For Gen-Xers the idea of being able to buy that little old lady’s Vancouver home in near perfect condition and close to work is according to a report by Scotiabank’s Adrianne Warren, fading fast.
“Demographic shifts in the make-up of Canada’s population will have important implications for housing demand in coming decades. Foremost is Canada’s aging population. Canadians aged 65 and over accounted for 15% of the total population in 2011, up from 8% in 1961.”
“Contrary to some dire predictions, population aging will not fuel a demographically-induced sell-off in Canadian real estate. Today’s seniors are healthier, wealthier and living longer than prior generations. They are increasingly likely to own their own home and to live in their homes for longer. Many will not need to tap into their principal home to finance retirement.”
According to Warren, “an aging population does point to a lower level of housing turnover, sales and listings. Seniors are much less likely to move in a given year than other age groups. Many have a strong attachment to their current home and community. In a given 5-year period, only about 20% of Canadians aged 65 and over are likely to move, about half the rate of the overall population”
Does This Impact You?
From what I have experienced as a baby boomer Realtor®, Gen Xers are on a hard road. I see it in the new kids starting out in the real estate business. I see more people with university degrees than ever doing jobs ill suited to their talents. I witness the battles of Gen-Xer families as first time Vancouver home buyers who devoid of parental help, struggle to save the down payment for a 650 square foot mansion in three level walk up.
I get it! In today’s world, the Gen-Xer’s ability to own a home in Vancouver is a huge challenge.
Though I work as a Vancouver Realtor® I am about to talk myself out of a job.
I am long past telling someone they must own a home to complete their existence. From my perspective while owning your home has its benefits it is not a mandatory requirement to fulfilling one’s life.
On the contrary, it is acknowledged that there are many places in the world where millions of people don’t own their home. Instead they rent, seem happy and appear to be OK with their lot in life. That position does not however, seem to be in line with our society’s thinking.
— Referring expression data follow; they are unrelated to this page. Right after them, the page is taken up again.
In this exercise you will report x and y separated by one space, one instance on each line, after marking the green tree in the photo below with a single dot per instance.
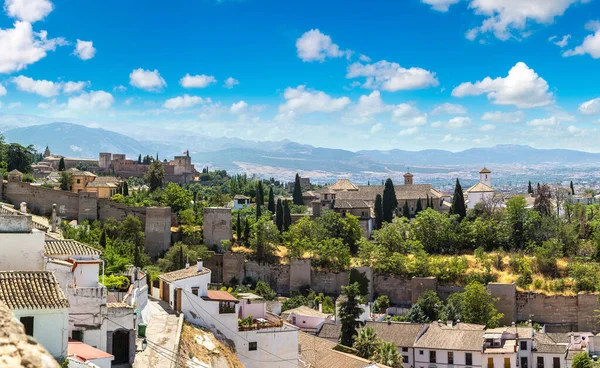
389 201
238 229
458 201
66 180
428 306
18 157
176 197
125 189
350 310
366 343
378 212
287 216
155 175
297 193
582 360
388 354
271 205
279 215
406 210
478 306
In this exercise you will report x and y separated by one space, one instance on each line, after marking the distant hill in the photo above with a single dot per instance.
234 153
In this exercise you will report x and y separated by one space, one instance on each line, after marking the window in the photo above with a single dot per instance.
540 362
523 345
77 335
28 324
432 356
555 362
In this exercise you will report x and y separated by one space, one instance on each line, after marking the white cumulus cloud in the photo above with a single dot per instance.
505 17
591 43
440 5
449 108
302 100
316 46
185 101
231 82
591 107
85 50
522 88
43 88
197 81
149 80
21 46
391 76
94 100
503 117
28 10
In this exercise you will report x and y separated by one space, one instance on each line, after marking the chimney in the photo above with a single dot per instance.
54 217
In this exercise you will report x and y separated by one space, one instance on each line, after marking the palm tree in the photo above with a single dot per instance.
387 354
366 343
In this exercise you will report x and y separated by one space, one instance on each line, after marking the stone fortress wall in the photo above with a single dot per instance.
560 313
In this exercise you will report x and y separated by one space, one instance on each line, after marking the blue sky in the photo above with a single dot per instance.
410 74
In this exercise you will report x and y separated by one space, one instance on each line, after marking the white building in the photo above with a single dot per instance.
265 342
36 299
481 191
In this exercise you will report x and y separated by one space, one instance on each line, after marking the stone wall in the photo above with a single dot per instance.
216 225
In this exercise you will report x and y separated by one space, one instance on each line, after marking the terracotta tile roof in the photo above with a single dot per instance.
17 349
220 296
399 333
459 337
480 187
31 290
69 247
343 184
86 351
184 273
318 353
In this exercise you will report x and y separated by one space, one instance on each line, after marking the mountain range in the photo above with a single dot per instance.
236 154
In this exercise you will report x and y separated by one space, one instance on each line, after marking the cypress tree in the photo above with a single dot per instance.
239 229
279 216
458 201
246 232
378 212
287 216
406 210
389 201
297 194
271 205
419 207
572 188
102 241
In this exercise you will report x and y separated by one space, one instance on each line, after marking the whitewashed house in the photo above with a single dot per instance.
37 301
481 191
266 342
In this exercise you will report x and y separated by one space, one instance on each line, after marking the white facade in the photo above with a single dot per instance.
50 328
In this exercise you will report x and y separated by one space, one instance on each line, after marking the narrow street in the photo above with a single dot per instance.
161 337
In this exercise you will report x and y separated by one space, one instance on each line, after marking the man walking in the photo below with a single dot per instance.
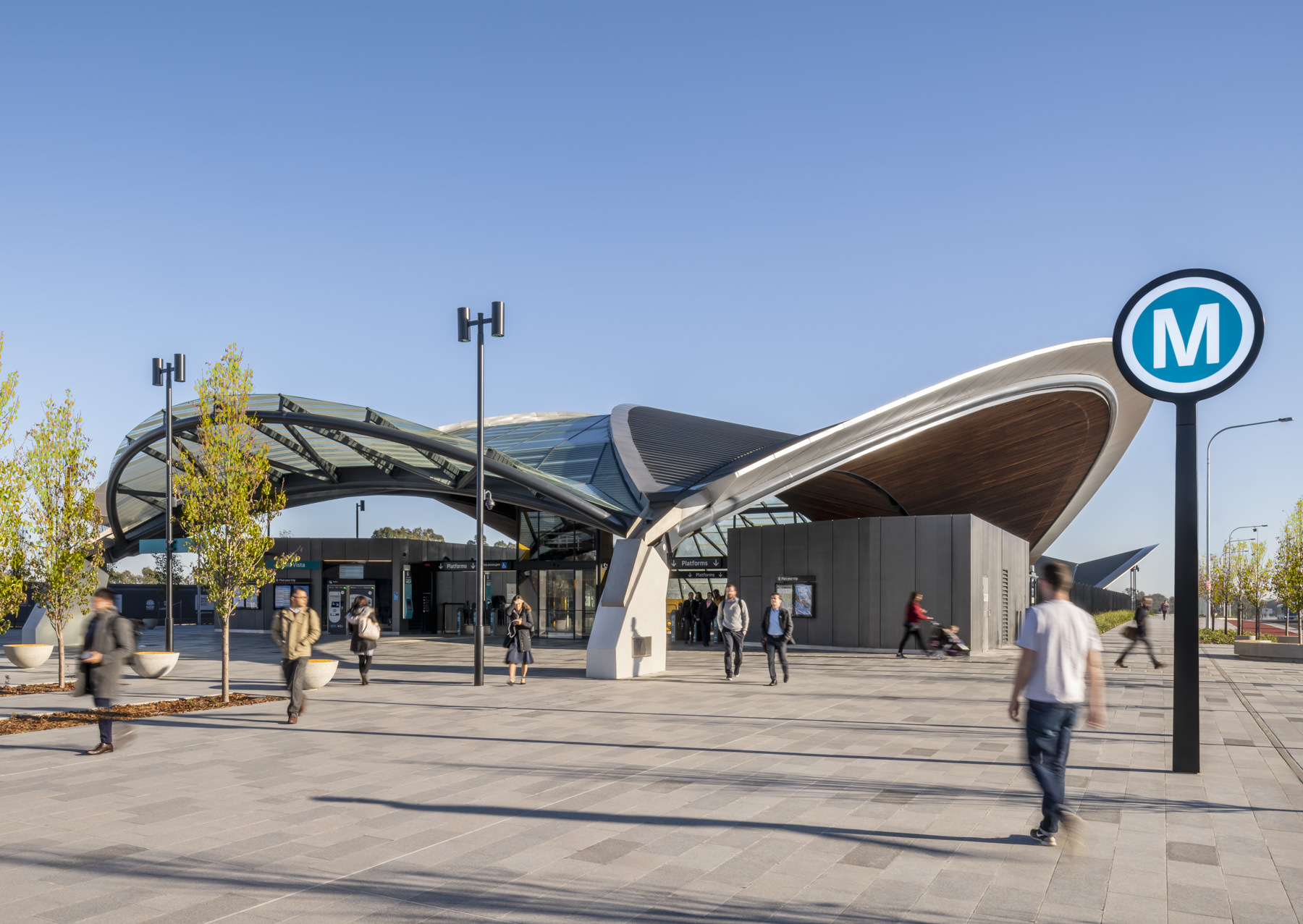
110 644
777 636
295 630
1061 658
1142 635
733 621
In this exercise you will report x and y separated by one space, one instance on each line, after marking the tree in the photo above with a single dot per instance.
12 486
407 533
227 497
1252 571
1288 574
63 522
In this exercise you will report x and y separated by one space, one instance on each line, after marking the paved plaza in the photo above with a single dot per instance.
866 790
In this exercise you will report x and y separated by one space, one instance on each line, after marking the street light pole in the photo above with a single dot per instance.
464 325
1208 512
166 376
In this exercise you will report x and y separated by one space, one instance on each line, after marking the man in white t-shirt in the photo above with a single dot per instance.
1061 658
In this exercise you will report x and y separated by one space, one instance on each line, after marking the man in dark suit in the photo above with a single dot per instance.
775 632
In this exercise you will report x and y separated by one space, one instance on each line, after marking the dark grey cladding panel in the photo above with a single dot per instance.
678 450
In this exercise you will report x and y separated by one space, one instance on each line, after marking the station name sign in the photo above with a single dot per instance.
716 562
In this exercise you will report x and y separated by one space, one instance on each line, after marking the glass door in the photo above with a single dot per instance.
560 603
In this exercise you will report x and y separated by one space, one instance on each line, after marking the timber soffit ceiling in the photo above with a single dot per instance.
1022 444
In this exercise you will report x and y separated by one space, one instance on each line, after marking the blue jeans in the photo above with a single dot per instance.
1049 733
106 725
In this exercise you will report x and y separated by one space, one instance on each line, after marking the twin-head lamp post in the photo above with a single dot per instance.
164 374
464 325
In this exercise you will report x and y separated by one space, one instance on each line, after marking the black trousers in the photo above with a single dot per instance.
1137 642
293 669
918 636
733 652
775 644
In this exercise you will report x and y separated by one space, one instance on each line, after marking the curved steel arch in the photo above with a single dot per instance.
537 493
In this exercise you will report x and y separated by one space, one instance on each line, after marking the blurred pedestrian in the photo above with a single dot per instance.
366 632
1060 662
1138 635
775 636
295 629
733 619
519 642
110 644
914 619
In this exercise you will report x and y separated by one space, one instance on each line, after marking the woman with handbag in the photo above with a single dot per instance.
366 632
520 627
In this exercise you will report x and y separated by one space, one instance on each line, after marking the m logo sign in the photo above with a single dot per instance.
1189 335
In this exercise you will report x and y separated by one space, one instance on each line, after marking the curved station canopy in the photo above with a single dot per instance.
1022 444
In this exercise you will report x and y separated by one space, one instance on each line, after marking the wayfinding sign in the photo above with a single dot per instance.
1182 338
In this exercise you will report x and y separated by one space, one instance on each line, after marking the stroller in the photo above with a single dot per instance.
945 642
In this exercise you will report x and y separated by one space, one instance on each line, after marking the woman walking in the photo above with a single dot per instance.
518 642
914 618
366 631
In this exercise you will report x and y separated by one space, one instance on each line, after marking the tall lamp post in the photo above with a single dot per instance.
464 325
164 374
1208 494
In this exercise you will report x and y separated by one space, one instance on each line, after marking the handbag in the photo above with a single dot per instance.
369 629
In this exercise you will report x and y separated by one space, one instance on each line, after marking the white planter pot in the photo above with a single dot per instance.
319 673
28 656
154 664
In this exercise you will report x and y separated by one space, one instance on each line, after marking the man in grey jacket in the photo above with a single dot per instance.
110 644
733 621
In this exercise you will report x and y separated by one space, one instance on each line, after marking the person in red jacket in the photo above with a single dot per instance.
914 616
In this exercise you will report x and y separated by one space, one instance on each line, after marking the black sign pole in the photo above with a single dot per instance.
1185 661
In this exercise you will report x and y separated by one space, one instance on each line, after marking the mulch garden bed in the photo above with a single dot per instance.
20 722
22 688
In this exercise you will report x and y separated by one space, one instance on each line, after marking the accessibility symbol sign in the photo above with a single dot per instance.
1189 335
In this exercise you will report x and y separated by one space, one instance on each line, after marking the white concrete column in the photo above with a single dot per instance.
628 632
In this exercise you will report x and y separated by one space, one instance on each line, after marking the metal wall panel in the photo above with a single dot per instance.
845 600
898 572
819 564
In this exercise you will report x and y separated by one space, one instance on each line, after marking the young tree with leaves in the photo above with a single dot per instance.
1288 574
227 497
12 485
64 553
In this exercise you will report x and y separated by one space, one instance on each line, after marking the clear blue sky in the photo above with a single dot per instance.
777 214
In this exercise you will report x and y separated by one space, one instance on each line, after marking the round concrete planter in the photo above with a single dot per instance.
319 673
154 664
28 656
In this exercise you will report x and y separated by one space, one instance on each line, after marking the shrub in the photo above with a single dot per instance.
1112 619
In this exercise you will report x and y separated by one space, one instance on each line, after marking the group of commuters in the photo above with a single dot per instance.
696 616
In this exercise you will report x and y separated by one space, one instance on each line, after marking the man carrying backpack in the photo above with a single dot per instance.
110 644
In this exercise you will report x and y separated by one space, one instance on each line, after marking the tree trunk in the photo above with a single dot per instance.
226 658
59 635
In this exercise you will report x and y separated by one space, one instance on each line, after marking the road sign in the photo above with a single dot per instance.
1182 338
1189 335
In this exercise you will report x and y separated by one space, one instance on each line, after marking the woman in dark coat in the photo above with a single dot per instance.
363 622
519 649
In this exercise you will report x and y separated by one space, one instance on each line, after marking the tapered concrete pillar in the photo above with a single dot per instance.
628 634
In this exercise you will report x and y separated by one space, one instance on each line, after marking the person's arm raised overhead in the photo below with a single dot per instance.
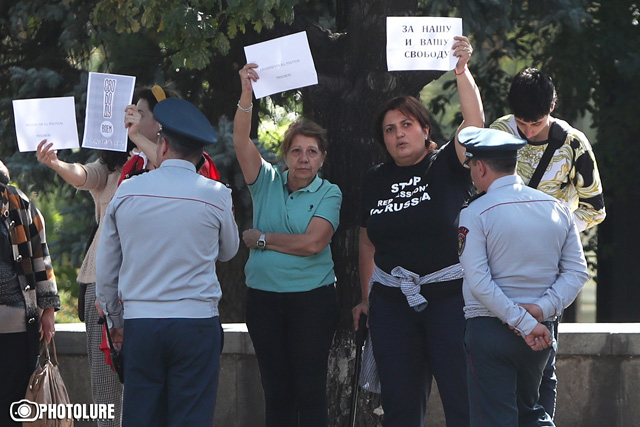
470 99
248 155
73 173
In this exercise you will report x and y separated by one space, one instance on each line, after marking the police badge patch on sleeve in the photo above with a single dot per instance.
462 238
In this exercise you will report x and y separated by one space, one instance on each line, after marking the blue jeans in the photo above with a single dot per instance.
411 348
504 375
292 333
549 384
171 369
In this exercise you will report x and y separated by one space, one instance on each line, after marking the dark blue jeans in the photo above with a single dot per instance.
292 334
504 376
411 348
171 369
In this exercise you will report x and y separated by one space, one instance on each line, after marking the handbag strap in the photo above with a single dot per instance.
557 136
109 337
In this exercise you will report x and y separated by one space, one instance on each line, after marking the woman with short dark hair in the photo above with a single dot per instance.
292 311
410 275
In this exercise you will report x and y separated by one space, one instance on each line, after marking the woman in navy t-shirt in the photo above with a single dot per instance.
410 275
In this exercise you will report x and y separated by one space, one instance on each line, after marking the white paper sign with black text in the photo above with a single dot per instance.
107 97
53 119
421 43
284 64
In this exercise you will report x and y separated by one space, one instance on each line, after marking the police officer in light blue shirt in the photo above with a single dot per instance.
162 234
523 265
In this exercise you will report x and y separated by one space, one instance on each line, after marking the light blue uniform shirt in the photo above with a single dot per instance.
163 232
519 245
277 211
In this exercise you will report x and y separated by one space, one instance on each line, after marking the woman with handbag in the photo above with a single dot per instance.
28 294
292 309
101 179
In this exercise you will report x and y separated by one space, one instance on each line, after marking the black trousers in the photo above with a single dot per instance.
292 334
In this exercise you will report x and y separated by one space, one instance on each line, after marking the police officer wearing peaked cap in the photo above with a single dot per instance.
182 119
523 265
183 222
483 143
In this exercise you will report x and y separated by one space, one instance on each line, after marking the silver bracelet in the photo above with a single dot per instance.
246 110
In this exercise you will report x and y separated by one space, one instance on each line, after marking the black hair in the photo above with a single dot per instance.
410 107
186 149
501 165
531 95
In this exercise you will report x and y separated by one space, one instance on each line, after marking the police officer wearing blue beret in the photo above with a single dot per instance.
156 275
523 265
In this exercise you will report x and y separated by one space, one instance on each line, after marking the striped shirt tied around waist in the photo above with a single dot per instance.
409 282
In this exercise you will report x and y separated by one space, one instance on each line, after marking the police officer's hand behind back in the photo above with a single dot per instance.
359 310
539 338
534 310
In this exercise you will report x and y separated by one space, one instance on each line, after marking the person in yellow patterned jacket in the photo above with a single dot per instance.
572 174
558 160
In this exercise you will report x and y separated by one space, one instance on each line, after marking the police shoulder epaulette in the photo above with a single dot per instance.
134 173
474 197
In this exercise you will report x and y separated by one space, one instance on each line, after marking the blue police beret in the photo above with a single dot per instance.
183 119
489 143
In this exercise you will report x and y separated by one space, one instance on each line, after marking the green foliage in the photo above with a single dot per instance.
192 33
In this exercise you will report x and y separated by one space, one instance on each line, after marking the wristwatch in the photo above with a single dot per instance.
262 243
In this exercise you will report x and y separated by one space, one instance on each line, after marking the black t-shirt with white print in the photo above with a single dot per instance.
411 212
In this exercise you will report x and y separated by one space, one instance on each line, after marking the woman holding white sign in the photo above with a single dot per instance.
410 275
292 312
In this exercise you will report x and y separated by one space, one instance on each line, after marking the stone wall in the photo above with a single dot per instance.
598 373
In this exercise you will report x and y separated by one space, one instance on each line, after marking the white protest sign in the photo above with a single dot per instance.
53 119
284 63
421 43
107 97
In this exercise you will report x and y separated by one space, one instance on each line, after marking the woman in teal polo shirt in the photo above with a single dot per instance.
292 311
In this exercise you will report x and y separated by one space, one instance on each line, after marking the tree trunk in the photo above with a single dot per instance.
353 83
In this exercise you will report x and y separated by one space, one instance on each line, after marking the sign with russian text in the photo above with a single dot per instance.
53 119
421 43
107 97
284 64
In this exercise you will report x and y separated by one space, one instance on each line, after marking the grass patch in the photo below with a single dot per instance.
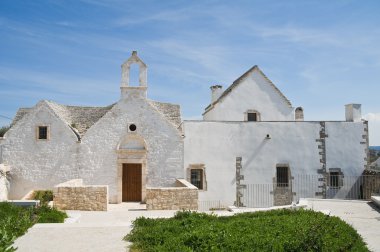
44 196
15 221
4 130
277 230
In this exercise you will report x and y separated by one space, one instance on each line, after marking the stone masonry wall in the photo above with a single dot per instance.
73 195
282 196
183 197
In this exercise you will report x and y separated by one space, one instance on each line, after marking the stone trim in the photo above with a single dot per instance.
282 195
258 115
182 197
37 130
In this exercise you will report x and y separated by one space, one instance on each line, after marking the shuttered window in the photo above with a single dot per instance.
282 176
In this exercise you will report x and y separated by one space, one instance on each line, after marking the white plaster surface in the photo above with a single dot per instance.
42 164
217 144
39 164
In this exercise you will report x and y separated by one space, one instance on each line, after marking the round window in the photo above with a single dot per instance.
132 127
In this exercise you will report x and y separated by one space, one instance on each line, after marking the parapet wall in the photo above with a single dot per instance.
73 195
182 197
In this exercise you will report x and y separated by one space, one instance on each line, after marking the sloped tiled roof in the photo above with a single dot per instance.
77 117
241 78
170 111
80 119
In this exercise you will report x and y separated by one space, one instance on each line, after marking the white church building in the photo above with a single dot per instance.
250 135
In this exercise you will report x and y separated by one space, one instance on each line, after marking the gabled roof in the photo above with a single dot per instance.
244 76
80 119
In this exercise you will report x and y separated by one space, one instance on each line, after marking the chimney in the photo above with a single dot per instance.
353 112
216 92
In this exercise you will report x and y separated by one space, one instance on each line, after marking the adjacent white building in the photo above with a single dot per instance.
250 135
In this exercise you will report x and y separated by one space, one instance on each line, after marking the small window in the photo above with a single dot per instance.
335 178
252 117
197 178
42 133
282 176
132 127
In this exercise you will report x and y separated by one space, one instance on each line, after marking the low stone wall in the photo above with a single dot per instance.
182 197
73 195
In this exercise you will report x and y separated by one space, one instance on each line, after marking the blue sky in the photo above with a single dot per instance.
320 54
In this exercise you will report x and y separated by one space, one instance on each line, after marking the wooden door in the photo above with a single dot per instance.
132 182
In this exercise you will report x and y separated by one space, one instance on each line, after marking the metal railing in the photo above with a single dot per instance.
331 186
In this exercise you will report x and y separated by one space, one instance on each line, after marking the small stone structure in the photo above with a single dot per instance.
74 195
182 197
4 183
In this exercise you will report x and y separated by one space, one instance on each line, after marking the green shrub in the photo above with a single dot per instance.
46 214
44 196
15 221
277 230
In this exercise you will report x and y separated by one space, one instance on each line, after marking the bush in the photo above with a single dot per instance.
46 214
15 221
277 230
44 196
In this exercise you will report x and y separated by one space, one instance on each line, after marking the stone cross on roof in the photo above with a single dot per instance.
126 67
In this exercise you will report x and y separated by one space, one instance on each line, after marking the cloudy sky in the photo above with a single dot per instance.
320 54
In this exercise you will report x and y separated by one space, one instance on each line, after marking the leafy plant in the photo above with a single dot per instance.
15 221
277 230
46 214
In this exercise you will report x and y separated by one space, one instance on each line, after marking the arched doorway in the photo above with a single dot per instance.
131 169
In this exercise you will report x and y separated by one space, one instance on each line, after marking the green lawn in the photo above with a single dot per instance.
277 230
15 221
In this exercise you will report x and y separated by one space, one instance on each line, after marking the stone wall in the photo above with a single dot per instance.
4 183
182 197
73 195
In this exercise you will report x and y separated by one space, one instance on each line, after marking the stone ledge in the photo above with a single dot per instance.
73 195
184 197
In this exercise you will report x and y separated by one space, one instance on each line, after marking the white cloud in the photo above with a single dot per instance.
372 117
374 128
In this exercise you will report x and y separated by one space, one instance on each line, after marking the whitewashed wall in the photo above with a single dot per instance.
254 92
217 144
98 157
38 164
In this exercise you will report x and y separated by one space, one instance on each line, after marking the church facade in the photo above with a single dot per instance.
250 134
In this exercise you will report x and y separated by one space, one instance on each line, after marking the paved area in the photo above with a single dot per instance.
104 231
364 216
87 231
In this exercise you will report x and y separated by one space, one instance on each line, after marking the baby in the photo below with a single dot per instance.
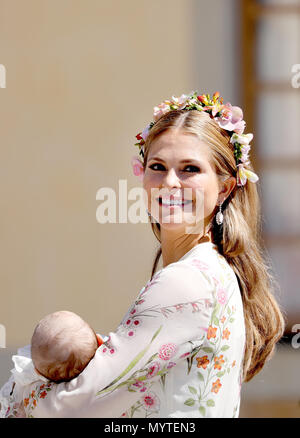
62 345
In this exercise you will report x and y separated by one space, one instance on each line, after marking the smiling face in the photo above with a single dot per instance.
179 165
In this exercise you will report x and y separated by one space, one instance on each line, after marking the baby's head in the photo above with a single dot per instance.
62 345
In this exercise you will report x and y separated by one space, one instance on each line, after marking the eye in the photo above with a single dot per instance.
155 164
194 168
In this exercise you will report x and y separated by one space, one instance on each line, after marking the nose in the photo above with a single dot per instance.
171 180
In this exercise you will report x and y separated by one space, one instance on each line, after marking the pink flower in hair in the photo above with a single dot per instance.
160 110
231 119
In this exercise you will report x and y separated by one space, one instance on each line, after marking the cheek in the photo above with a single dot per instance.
208 190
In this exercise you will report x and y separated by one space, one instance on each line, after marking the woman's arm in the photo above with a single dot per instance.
168 317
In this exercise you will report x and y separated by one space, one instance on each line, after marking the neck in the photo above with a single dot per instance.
174 246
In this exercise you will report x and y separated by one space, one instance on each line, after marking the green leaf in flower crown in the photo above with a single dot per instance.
189 402
202 410
210 402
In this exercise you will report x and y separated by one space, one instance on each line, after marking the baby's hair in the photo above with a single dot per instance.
62 345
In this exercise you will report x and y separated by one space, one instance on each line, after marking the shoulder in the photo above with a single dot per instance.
182 278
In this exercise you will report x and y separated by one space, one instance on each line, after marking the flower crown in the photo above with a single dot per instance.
227 116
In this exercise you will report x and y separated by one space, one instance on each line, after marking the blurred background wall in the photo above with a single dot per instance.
82 78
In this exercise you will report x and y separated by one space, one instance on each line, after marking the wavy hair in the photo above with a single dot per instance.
239 239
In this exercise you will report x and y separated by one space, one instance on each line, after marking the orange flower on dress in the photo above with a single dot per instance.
211 332
202 362
216 386
219 362
26 402
226 334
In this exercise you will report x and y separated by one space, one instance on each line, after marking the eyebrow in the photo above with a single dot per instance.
188 160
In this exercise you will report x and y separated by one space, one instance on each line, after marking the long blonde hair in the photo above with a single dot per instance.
239 240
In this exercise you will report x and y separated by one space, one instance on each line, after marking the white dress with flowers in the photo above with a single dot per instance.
177 353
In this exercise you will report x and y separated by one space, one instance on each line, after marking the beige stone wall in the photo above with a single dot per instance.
82 77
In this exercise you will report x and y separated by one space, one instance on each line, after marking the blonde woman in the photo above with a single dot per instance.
207 321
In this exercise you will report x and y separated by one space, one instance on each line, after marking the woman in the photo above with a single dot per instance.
207 321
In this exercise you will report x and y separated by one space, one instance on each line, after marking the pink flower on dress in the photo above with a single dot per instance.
138 384
153 370
131 333
150 401
167 351
222 296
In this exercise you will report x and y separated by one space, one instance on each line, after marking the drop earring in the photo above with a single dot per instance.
219 216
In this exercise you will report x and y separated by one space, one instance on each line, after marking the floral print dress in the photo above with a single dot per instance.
177 353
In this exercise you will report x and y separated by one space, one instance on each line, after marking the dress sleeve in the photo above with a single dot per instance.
168 319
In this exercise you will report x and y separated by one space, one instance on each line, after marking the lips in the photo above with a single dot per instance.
173 202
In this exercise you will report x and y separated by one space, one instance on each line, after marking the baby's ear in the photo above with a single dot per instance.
99 340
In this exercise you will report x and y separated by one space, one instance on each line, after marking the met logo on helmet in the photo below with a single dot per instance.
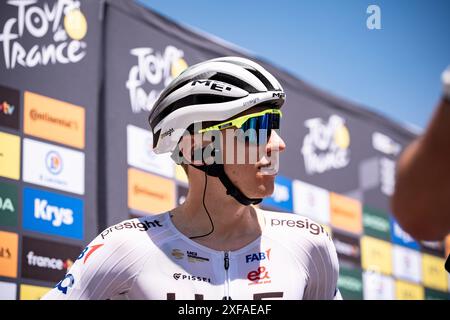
258 256
281 95
213 85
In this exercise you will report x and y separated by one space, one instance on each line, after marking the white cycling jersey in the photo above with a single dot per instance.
148 258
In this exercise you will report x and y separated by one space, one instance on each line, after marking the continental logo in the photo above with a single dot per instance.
54 120
35 115
306 224
192 256
9 156
9 243
149 193
152 71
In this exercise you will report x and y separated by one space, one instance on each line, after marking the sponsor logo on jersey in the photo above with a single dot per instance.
62 23
326 146
192 256
88 251
143 225
181 276
259 256
9 156
259 276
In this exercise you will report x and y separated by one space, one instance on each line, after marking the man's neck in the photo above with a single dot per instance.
235 225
Here, Home Ownership is Instilled.
Ruthless Society Defined
Bothersome is that we have in our society chosen to define one’s success by the trappings on which we hang our sense of self worth. I remain uncertain that the definition of ‘life quality’ is differentiated by owning the most toys, property or renting.
What I’m left with is that given the current and foreseeable state of the Vancouver market, the ability for Gen-Xers to own a home is difficult and for some, unachievable.
Worse is that there does not seem to be an solution that allows for an equitable distribution of home ownership. If that solution exists I don’t think it will be achieved. Our society is simply not geared to operate at that level of equality.
Instead the home ownership benchmark is more ruthless – it is premised on whether you can afford to own a Vancouver home.
Gen-Xer frustration runs deep. Perhaps this comment by alecto in the The Star serves to describe it best.
1) Your generation could walk into a stable 9-5 job right out of high school, or in some cases without even graduating high school. Our generation needs a minimum bachelor’s degree or college equivalent to even get a foot in the door. Hence our living at home longer while we complete these degrees (which, by the way, put may of us thousands of dollars in debt out of the starting gate.)
2) There’s no such thing as a “starter home” any more if you want to live anywhere near an urban center where the jobs are. “Starter homes” are 500K and up, out of the range of most young people. Why? You boomers bought your homes for $65K back in the good old days and are trying to turn around and sell that same home to us for half a mil or more.
3) There is nothing wrong with our work ethic. We work long hours in piecemeal jobs, often with no benefits, pensions, or long-term job security, moving from contract to contract at the mercy of our boomer bosses.
4) If we feel “entitled,” it’s to achieve the same things our parents did: a decent place to live, enough financial stability to raise a couple of kids. These are not lofty goals, but even these simple milestones seem so far out of reach to so many of my generation because you’ve sucked up all the resources. Thanks for that!
It’s not hard to understand the frustration felt by Gen-Xers towards Baby Boomers. Generations before and after will remain ill prepared to accept their part in changing the world. I wonder if Gen-Xers will be like the fathers of Baby Boomers who too asked “what is your problem” followed by “we did it why can’t you?”
In retrospect Baby Boomers struggled as well but from this current generation’s perspective the Boomers appeared to have had a less difficult time. Ultimately, as a Boomer I can’t help but think that we Baby Boomers simply don’t know how lucky we are to have been born in our time.